Mike Coppola/Getty Images Entertainment/Getty Images

Ellie Kemper Welcomes First Child With Michael Koman — REPORT

by Abby Norman

Unbreakable Kimmy Schmidt's Ellie Kemper is a mom! Kemper has welcomed her first child with husband Michael Koman, according to People. No other details about the baby's arrival have been released and Kemper's rep hasn't commented yet. Koman and Kemper married in 2012, according to People, and Kemper has been super excited about the pregnancy.

UPDATE

Kemper's co-star, Tituss Burgess, shared his excitement (and the baby's gender!) as reported by US Weekly: “My Ellie had her baby. A son. But why am I emotional. He’s not mine. Also someone is gonna call her mom. I cannot wrap my head around it.”

Kemper announced the pregnancy on The Tonight Show in April, and then she told The Today Show that she and Koman decided against finding out the baby's sex, according to The Cut.

We are not finding out — isn't it wonderful? We have it in an envelope, actually. But I haven't looked!

Kemper told The Today Show that she found out she was pregnant while filming the second season of Kimmy Schmidt, and that she hid it from almost all of her coworkers the entire time. Kemper told Jimmy Fallon on The Tonight Show that the pregnancy didn't really affect her filming Kimmy, but that she did start asking herself hilarious pregnancy-related questions:

[My pregnancy] didn’t really affect filming [Unbreakable Kimmy Schmidt season 2] until the very end. We had a table read and I saw that my character was supposed to be on a roller coaster. I was Googling pregnant women on roller coasters.

Kemper earned a collective high five from moms and expectant moms pretty soon after she started showing. She told Today that she did not want any of that creepy stomach touching to happen to her, according to Hollywood Life. She described people wanting to touch her stomach as "actually crazy":

I don’t know what goes through a person’s mind — a stranger’s mind no less — when they think, ‘Oh yes, your stomach is something that now belongs to me and I can touch it.’

Yes, Kemper, you go. Because pregnant women's stomachs belong to them and only them — before, during, and after the pregnancy. Because, unfortunately, the stomach-touching tradition extends to other parts of expectant mothers lives: people want to tell pregnant women what to eat, how to dress, where they can and can't go for dinner, whether they should breastfeed or formula feed — the list goes on and on.

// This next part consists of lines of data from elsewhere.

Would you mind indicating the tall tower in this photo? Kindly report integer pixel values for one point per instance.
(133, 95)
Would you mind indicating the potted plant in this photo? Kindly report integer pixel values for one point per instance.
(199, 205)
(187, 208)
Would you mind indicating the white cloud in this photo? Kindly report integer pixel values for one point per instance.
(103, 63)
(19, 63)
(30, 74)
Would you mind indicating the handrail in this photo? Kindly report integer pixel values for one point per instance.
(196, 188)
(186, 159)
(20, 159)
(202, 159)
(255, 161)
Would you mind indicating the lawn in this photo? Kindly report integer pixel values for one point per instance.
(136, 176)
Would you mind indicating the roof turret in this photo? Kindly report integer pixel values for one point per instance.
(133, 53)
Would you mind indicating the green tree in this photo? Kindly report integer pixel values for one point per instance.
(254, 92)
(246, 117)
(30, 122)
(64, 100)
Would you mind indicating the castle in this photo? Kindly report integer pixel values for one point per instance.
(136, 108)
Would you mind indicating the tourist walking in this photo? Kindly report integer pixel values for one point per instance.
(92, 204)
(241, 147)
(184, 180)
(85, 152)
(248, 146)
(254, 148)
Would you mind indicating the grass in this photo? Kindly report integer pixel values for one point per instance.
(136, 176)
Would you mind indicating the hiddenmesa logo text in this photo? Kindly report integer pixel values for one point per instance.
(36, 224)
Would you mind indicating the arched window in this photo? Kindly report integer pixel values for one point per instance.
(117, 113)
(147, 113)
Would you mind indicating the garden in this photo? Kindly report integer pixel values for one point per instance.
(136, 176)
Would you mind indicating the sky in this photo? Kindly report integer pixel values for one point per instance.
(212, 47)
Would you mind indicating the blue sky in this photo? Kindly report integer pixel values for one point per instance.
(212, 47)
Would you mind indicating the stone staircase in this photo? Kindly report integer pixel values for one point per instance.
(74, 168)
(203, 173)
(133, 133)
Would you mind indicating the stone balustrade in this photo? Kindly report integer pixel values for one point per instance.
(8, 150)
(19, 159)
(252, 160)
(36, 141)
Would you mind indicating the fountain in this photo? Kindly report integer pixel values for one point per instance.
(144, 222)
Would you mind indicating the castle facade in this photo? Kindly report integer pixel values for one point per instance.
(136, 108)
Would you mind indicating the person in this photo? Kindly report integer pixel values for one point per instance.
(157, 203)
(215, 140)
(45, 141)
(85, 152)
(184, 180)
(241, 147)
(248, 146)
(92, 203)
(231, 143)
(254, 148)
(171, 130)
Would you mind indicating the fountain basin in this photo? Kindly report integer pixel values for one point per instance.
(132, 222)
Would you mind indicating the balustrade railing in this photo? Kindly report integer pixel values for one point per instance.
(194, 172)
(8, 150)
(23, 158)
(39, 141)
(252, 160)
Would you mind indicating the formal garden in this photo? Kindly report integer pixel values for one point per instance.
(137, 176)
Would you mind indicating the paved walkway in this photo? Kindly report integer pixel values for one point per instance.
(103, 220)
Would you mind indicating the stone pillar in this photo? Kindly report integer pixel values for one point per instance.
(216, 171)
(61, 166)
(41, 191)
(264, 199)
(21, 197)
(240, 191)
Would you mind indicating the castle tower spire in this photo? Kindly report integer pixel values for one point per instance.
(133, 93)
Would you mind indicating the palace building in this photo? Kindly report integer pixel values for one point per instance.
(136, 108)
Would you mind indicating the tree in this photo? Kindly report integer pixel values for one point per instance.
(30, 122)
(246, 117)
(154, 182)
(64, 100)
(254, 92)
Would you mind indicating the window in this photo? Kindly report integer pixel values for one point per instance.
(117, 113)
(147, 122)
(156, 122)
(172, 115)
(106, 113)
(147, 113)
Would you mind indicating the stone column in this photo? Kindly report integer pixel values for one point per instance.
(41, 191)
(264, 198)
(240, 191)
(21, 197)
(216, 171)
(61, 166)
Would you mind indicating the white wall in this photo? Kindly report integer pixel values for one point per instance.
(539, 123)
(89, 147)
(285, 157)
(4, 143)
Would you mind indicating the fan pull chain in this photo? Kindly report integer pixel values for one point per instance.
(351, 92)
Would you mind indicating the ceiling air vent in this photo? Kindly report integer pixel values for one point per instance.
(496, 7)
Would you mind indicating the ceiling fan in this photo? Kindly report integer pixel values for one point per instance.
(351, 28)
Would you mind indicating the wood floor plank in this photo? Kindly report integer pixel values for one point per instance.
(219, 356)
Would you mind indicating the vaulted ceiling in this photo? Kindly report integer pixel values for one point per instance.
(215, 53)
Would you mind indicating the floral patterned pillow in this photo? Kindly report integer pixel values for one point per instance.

There's no doubt that, if Kemper does reveal the baby's sex to the world, fans probably shouldn't expect photos anytime soon. Just like strangers don't have a right to touch a pregnant woman's stomach, they also don't have right to photos of another person's child, regardless of whether that child came from someone as well-known and awesome as Kemper. (But really, photos would be cool.)